A tip of the Frank turban to Jesse Brown.
The Canadaland obergruppenführer became an instant millionaire last week when his Bitstrips company sold to Snapchat for an estimated $100-million.
The Toronto-based Bitstrips, co-founded in 2007 by Brown and Michel Beaudet, created an app that makes personalized emojis or bitmojis–customized cartoon avatars shared on social media.
Bitmojis caught the attention of execs at Snapchat, the $10 billion photo messaging service that’s become a big fave with teenage boys for trading penis pix.
Happy days! The deal makes Brown not only Canada’s foremost self-appointed guardian of media ethics (wat dat?!—ed.) but he’s now the country’s leading cock shot tycoon.
Fortunately for Brown, Snapchat is bent on shedding its Anthony Weiner-esque image and is getting into deals with major news outlets in order to compete with the likes of Facebook and Twitter in the news content wars.
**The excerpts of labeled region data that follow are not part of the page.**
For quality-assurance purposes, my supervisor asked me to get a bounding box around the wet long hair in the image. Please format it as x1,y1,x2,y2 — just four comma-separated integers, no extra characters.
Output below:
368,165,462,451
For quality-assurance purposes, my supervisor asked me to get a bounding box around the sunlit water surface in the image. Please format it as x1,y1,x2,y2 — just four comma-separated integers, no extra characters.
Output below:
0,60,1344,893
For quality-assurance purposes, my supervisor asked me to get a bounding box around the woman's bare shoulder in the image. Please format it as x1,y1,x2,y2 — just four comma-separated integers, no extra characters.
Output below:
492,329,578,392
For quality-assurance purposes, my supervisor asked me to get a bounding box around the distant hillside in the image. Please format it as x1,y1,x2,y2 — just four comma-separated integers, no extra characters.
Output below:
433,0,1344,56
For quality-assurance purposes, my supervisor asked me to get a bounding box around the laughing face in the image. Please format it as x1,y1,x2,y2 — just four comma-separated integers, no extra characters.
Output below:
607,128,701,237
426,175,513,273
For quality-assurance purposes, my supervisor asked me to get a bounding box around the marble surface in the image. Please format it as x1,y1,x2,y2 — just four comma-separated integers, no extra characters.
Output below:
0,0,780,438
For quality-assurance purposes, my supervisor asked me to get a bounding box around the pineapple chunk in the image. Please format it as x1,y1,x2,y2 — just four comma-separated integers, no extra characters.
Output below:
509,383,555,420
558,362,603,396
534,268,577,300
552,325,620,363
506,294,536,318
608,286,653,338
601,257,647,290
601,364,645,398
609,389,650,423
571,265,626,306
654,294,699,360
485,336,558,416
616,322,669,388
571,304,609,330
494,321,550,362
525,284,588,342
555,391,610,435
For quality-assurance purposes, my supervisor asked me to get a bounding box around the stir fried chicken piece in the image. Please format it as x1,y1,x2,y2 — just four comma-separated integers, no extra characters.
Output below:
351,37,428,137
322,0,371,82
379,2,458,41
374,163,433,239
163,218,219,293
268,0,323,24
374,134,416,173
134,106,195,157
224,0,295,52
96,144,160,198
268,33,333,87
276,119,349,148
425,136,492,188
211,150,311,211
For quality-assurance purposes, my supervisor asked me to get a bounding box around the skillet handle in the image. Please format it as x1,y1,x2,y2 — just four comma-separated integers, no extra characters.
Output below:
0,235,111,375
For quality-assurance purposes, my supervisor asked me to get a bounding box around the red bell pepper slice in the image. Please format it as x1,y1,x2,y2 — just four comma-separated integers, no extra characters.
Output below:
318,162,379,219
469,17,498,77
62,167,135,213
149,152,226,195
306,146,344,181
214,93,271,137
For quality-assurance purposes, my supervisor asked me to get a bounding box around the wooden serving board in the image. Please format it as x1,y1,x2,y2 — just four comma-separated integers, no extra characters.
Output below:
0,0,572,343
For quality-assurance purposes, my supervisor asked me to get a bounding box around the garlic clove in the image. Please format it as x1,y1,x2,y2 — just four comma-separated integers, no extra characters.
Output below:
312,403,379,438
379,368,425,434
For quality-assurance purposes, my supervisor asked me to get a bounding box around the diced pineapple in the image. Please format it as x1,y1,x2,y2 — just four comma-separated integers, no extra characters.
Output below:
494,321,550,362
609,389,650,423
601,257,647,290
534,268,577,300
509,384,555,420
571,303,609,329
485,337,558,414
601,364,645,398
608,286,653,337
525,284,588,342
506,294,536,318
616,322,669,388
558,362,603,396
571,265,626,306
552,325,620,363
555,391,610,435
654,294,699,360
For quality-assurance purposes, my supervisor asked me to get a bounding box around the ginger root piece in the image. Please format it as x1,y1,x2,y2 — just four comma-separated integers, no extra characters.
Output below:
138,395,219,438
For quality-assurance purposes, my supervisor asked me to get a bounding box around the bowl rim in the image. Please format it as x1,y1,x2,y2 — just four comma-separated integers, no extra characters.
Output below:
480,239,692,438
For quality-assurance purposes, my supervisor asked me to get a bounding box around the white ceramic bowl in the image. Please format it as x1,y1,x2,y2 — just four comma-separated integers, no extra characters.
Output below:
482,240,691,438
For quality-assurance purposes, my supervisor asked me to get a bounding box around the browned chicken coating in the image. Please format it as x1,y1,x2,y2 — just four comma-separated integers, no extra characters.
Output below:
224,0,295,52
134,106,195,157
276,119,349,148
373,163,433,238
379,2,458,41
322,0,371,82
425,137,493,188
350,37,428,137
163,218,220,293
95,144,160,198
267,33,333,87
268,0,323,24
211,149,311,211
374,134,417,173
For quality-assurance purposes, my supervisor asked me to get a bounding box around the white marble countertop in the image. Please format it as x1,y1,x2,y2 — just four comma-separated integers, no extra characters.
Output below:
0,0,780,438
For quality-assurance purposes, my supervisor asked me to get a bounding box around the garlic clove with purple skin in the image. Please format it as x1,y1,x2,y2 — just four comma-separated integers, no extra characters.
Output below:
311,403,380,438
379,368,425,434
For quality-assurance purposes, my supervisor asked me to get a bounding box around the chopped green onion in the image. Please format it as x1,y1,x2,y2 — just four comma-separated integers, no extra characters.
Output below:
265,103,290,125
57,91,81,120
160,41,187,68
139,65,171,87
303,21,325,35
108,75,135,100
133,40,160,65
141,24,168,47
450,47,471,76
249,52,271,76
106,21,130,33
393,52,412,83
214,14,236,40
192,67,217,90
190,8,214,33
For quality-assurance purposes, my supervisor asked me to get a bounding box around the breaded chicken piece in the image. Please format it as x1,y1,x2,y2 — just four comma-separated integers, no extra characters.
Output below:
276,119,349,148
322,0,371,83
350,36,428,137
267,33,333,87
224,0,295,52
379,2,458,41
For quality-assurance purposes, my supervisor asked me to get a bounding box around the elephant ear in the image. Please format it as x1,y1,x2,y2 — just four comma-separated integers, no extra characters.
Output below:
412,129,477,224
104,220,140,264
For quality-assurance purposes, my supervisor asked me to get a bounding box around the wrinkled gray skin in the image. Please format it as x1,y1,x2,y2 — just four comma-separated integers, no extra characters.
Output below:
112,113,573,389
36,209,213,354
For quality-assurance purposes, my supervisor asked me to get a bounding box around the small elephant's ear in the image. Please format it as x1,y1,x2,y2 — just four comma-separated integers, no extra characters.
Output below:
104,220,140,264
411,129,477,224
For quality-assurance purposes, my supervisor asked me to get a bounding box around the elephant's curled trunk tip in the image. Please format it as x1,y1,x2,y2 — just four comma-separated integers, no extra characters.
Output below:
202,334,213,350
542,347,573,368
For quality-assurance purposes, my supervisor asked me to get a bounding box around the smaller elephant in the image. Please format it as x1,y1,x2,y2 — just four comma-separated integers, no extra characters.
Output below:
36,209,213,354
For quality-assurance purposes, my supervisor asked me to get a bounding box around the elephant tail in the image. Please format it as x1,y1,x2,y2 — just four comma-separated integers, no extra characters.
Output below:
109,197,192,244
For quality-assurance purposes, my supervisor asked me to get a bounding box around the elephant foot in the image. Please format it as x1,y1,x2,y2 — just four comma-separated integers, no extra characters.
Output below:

That sets up a spot of awkwardness for our Jesse, since holding a load of shares in such a company would create precisely the kind of conflict for which the noted paragon of integrity would crucify any other journo (see Amanda Lang, Leslie Roberts, et al.)
Strangely, news of Brown’s multi-million dollar windfall has gone conspicuously unmentioned by, er, Canadaland itself. Transparency indeed!
Presumably, Brown is trying to figure out how to convince Canadaland patrons to keep making donations, despite the fact the proprietor is now one of the wealthiest journos in the nation.
Frank urges Jesse to do the right thing and plow his millions into quality independent journalism, thus reducing the need for endless fundraising begathons.
100 million and ~20 employees. I’m curious if public funds went into this, given Brown’s constant, vocalized disdain for them.